竹野内は「寛は誰に対しても分け隔てなく広い心を持つ人格者。それはおそらく、今までの人生が希望に満ちた明るい面だけでなく、暗闇や絶望も経験しているからこそなのではないかと思います」と分析する。
そして、演じる際には“絶望”を意識していたという。
「寛の言葉一つ一つに深みを持たせ、説得力を含ませるにはどうしたらいいかと考えた時、いつも“絶望”の部分を自分の腹の底に置くイメージを持って演じていました。1人の医者として、多くの人と出会い、さまざまな人生の在り方や終わり方を見届けてきたはずで、自分なりの死生観を持っているという重みを反映させたいと思いました」
○「人生は喜ばせごっこや」の広がりに期待「流行語大賞になってほしい」
やなせさんの言葉を用いたものなど、心に響くセリフを多く残した寛。SNS上で「名言製造機」とも称されてきた。
「台本を読んでいても心に響くセリフがとても多く、どうしたら深みを持って表現できるかというのをすごく考えていました。やなせさんの言葉を引用したものもとても多かったので、皆さんも耳馴染みの多いセリフが多かったと思いますが、土佐弁だったからこそ多くの方々にしっくり届いたのではないかと思います」
数々の名言が登場する中で、竹野内が最も共感したのは「人生は喜ばせごっこや」というセリフだと言い、「このセリフを撮る前は『うまく言えたらいいな、ちゃんと伝えられたらいいな』と思っていました」と振り返る。

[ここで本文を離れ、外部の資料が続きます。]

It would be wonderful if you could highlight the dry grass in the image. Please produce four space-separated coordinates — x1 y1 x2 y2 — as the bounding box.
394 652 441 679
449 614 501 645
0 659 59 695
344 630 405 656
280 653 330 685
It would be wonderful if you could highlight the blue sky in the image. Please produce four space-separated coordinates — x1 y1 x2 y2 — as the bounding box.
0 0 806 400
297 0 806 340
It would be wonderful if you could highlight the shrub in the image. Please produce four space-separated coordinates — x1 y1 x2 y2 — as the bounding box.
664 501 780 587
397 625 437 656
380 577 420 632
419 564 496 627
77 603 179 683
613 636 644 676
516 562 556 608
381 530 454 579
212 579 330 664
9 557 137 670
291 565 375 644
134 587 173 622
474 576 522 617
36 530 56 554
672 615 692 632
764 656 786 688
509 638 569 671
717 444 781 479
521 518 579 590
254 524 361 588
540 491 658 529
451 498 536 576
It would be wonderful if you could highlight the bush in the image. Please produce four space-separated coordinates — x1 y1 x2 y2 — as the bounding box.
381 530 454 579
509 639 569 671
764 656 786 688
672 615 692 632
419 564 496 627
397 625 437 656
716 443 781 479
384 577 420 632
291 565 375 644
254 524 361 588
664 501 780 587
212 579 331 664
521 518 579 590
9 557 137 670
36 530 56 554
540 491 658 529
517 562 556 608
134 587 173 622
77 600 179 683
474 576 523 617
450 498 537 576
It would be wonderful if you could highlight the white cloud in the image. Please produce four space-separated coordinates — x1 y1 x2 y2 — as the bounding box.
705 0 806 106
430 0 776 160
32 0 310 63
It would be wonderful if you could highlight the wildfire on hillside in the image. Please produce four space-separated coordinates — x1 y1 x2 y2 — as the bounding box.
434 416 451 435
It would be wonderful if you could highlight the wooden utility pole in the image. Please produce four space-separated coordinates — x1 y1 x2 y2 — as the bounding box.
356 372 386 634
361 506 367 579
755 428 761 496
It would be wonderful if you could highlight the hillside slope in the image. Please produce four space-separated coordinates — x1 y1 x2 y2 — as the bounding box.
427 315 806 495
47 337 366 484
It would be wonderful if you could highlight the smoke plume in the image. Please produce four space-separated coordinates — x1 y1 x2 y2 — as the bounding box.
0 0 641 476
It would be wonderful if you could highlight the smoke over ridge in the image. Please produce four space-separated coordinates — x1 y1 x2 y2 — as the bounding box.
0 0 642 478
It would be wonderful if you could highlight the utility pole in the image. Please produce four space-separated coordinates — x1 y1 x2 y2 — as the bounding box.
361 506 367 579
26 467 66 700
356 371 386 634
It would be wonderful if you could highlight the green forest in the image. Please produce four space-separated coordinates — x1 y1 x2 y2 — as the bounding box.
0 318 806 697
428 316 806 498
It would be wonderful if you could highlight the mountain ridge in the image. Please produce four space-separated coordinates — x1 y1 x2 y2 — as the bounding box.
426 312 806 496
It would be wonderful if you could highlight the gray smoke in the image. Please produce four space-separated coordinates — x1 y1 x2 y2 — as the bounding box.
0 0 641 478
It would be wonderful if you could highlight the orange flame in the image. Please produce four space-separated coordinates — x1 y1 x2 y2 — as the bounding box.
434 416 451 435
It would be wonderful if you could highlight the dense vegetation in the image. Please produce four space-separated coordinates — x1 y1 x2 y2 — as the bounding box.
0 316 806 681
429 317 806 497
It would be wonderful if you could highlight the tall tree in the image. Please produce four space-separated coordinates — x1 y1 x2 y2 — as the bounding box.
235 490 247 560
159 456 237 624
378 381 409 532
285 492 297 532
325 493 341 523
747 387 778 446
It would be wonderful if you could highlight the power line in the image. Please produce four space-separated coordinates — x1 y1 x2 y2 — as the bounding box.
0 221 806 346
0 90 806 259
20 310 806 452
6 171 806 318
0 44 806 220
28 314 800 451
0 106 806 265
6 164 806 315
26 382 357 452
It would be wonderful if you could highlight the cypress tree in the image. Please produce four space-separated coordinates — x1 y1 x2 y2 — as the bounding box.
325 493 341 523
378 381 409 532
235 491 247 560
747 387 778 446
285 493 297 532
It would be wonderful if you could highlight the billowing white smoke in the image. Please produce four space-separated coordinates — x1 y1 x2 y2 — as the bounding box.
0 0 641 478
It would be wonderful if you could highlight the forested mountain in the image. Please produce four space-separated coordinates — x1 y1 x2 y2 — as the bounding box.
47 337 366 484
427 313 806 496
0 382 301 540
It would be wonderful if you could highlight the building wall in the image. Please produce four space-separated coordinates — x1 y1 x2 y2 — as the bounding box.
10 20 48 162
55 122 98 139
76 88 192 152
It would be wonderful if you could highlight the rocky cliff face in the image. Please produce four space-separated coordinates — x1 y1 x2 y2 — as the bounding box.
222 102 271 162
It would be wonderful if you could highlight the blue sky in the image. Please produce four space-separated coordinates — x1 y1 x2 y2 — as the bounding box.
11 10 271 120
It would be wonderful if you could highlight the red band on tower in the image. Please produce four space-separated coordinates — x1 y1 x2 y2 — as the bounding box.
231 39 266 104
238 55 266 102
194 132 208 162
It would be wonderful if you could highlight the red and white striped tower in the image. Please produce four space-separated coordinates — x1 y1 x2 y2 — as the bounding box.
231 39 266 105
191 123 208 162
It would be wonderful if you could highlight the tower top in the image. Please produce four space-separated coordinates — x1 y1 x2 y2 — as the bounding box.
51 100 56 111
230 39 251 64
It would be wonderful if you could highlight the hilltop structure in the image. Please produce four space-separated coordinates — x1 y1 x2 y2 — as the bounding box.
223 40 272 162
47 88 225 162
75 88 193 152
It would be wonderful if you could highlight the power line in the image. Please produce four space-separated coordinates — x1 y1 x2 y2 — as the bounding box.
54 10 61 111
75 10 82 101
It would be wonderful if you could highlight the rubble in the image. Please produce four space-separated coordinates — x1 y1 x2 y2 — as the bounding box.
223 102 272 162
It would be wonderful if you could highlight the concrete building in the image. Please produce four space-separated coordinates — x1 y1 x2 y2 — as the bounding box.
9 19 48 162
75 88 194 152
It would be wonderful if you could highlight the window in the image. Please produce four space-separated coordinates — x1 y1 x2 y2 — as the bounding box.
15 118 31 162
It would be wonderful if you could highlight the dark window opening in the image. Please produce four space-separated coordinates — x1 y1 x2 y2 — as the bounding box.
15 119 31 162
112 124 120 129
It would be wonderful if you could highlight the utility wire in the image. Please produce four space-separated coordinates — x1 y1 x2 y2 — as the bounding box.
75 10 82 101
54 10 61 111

自身も「人生は喜ばせごっこ」という考えを大切にしたいと言い、「今の時代にこういう精神が日本に広まっていけば素晴らしい国になると思いますし、1人でも多くの人がそのような意識を高めることができれば、きっと素晴らしい未来が約束される気がします。今年で終戦80年を迎えますが、誰もがもしかしたらという不安を抱えて生きている。だからこそ『人生は喜ばせごっこや』が流行り言葉になってほしい」と願う。
さらに、「『たまるかー!』と両方、流行語大賞になってほしいですね。『たまるかー!』は寛先生は1回だけ、嵩が受験に合格したときに言いました」と笑った。
●“嵩”北村匠海&“千尋”中沢元紀に芽生えた父性「本当の息子のように」
竹野内は父親役の経験はあるが、育ての親を演じるのは今回が初めて。台本を読んでいる段階では、「どういう風に一言一言に重みをもたせたらいいのか」と悩んでいたという竹野内だが、嵩の幼少期を演じた木村優来と対峙したときに迷いがなくなったという。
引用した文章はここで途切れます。